La guerra de Rusia contra Ucrania, que este mes cumplirá cuatro años, ocupará un lugar destacado en la agenda, junto con los esfuerzos de los miembros europeos de la OTAN por aumentar sus presupuestos de defensa ante la preocupación de que Moscú intente expandirse hacia su territorio.
Los líderes europeos tratan de reforzar las relaciones con Washington, insistiendo en que están fortaleciendo sus defensas según las exigencias de Trump en lo que Merz y otros describen como un momento de “turbulencias”.

El secretario de Estado de los Estados Unidos, Marco Rubio, llegó el viernes a Múnich. El funcionario estadounidense es visto como una opción más conciliadora como enviado, un año después de que el vicepresidente JD Vance utilizara el mismo escenario para atacar las políticas europeas sobre inmigración y libertad de expresión.
Rubio tiene previsto reunirse con el presidente ucraniano, Volodímir Zelenski, para tratar las conversaciones de paz con Rusia, que tendrán lugar el 17 y 18 de febrero.
Antes de partir, el secretario dijo que esperaba reunirse con el presidente ucraniano y destacó la necesidad de poner fin a la guerra.
“Creo que estará allí y hay una oportunidad de verlo. Creo que está en mi agenda, no estoy 100 % seguro, pero estoy seguro de que lo haremos”, afirmó.

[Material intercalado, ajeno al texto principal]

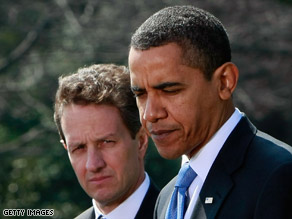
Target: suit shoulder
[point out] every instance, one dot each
(87, 214)
(269, 147)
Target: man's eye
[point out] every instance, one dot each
(79, 147)
(138, 94)
(171, 91)
(107, 143)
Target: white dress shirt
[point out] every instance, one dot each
(129, 208)
(202, 161)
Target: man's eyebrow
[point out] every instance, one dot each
(166, 85)
(137, 89)
(158, 87)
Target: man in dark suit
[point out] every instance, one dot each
(98, 122)
(183, 79)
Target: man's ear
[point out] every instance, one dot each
(64, 144)
(143, 142)
(226, 76)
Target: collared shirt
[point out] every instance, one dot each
(202, 161)
(129, 208)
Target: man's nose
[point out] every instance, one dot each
(154, 109)
(95, 160)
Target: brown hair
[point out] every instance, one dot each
(98, 84)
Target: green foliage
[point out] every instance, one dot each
(42, 40)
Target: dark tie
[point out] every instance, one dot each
(177, 206)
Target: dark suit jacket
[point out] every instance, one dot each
(250, 178)
(145, 211)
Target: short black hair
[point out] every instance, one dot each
(201, 36)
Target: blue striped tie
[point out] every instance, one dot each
(176, 207)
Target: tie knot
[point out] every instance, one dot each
(185, 176)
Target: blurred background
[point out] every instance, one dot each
(41, 40)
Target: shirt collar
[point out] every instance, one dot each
(202, 161)
(130, 206)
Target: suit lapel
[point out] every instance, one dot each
(147, 207)
(219, 180)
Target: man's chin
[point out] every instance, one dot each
(168, 153)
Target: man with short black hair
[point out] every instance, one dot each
(183, 79)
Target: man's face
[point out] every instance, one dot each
(107, 161)
(176, 103)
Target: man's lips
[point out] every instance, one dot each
(98, 179)
(161, 134)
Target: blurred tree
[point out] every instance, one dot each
(41, 40)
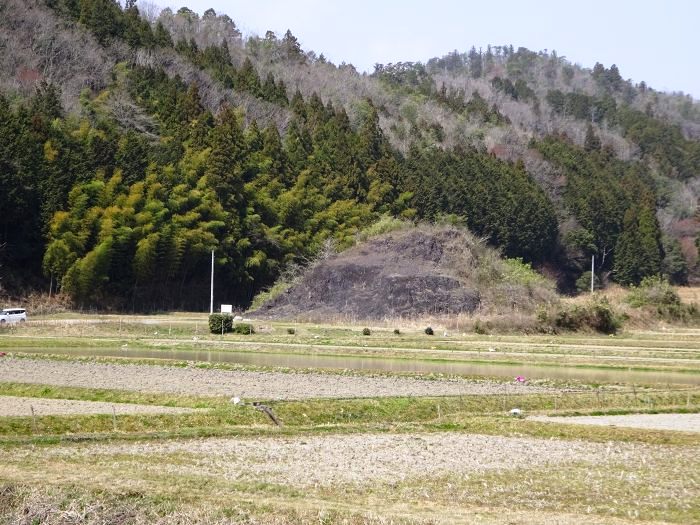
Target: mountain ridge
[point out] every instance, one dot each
(379, 134)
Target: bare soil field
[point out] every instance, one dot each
(683, 422)
(244, 384)
(310, 461)
(22, 406)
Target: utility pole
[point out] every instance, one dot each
(211, 295)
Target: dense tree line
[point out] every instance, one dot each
(127, 216)
(131, 220)
(614, 204)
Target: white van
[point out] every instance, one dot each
(13, 315)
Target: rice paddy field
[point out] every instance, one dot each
(151, 419)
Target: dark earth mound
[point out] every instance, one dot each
(401, 274)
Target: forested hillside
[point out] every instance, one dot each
(133, 142)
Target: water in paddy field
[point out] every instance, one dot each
(458, 368)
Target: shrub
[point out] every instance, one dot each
(220, 323)
(385, 224)
(243, 328)
(596, 314)
(583, 283)
(655, 291)
(519, 272)
(481, 328)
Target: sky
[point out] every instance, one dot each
(655, 41)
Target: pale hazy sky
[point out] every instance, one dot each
(656, 41)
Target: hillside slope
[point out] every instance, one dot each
(415, 272)
(135, 142)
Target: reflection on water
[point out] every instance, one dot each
(465, 368)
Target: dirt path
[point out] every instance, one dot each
(261, 385)
(684, 422)
(22, 406)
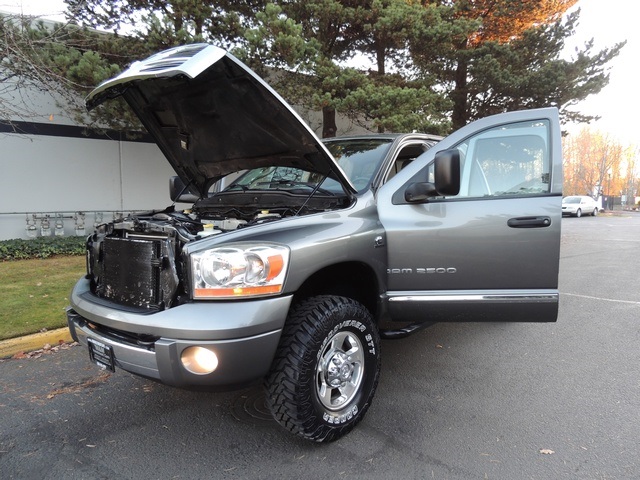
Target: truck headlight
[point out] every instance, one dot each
(239, 271)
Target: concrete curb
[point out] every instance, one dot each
(29, 343)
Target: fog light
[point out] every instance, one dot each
(199, 360)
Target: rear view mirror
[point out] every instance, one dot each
(179, 192)
(446, 176)
(447, 172)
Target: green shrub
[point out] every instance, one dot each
(41, 247)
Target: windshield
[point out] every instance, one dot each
(359, 158)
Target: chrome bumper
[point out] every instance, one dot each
(242, 358)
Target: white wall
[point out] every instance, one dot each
(47, 175)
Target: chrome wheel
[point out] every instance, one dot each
(340, 371)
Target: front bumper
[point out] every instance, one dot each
(243, 334)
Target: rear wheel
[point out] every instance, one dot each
(326, 369)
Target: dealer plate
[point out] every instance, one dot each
(101, 354)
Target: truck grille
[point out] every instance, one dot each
(138, 272)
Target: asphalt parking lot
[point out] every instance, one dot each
(455, 401)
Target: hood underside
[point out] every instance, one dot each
(212, 116)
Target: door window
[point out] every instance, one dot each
(506, 161)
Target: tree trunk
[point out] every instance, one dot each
(329, 127)
(380, 58)
(460, 115)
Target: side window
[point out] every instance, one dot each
(405, 156)
(506, 161)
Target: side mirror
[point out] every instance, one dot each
(446, 175)
(179, 192)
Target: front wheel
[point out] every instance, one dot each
(326, 368)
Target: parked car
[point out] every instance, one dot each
(291, 273)
(578, 205)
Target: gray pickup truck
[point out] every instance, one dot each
(299, 255)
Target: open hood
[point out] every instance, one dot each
(211, 116)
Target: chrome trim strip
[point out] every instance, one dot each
(492, 296)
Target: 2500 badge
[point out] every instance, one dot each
(421, 270)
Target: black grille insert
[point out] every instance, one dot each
(133, 271)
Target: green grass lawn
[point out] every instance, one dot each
(34, 293)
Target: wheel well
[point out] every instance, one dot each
(353, 279)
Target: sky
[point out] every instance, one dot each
(607, 22)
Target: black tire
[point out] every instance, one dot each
(326, 368)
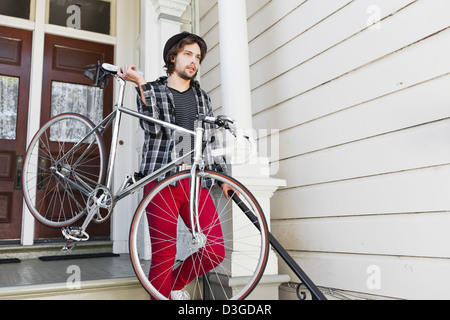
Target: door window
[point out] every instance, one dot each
(9, 93)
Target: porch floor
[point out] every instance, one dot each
(36, 272)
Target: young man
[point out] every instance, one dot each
(177, 99)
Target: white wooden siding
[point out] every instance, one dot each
(364, 127)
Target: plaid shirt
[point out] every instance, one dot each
(159, 143)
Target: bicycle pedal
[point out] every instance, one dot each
(69, 246)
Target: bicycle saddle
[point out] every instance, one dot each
(110, 68)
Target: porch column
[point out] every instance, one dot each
(236, 103)
(234, 61)
(161, 19)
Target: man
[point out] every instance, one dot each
(177, 99)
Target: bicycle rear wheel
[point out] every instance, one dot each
(56, 190)
(245, 240)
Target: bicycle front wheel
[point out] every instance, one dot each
(60, 170)
(224, 263)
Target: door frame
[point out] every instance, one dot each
(19, 69)
(128, 42)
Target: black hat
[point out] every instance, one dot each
(172, 42)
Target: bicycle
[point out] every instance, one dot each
(67, 175)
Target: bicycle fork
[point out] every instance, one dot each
(198, 237)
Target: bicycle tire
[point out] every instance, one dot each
(53, 201)
(244, 270)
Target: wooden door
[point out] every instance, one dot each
(15, 66)
(66, 89)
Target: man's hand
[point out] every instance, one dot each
(226, 188)
(129, 73)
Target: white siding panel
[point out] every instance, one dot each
(400, 277)
(360, 49)
(364, 120)
(421, 235)
(404, 150)
(414, 106)
(424, 190)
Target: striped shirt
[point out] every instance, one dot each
(185, 116)
(158, 140)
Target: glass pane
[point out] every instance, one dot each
(9, 94)
(75, 98)
(89, 15)
(16, 8)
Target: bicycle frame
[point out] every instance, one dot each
(115, 118)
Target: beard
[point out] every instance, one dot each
(184, 74)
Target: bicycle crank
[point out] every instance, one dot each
(101, 198)
(73, 235)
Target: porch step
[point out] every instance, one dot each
(53, 249)
(108, 289)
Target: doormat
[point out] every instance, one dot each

El presidente ucraniano aseguró que asistiría a la reunión si la situación de seguridad en su país lo permite.
“Hoy en Múnich, Alemania. Un día importante, y habrá nuevos pasos hacia nuestra seguridad común, la de Ucrania y la de Europa. En la agenda está el primer proyecto conjunto ucraniano-alemán de producción de drones, así como reuniones bilaterales y multilaterales con nuestros socios”, publicó Zelenski en su cuenta de X.

Además de este encuentro, Marco Rubio tendrá una reunión con la primera ministra danesa, Mette Frederiksen, y su homólogo groenlandés, Jens Frederik Nielsen, quienes informaron que hablarían sobre Groenlandia con Rubio al margen de la conferencia.
La reunión se da tras semanas de tensión con Estados Unidos, luego de que el presidente estadounidense, Donald Trump, exigiera la adquisición de Groenlandia. Posteriormente, el mandatario se retractó y dijo haber conseguido “el marco de un futuro acuerdo” sobre la isla.

En total, más de 60 jefes de Estado y de Gobierno y alrededor de 100 ministros de Relaciones Exteriores y de Defensa viajaron a Múnich en medio de fuertes medidas de seguridad, con unos 5.000 policías desplegados para el evento.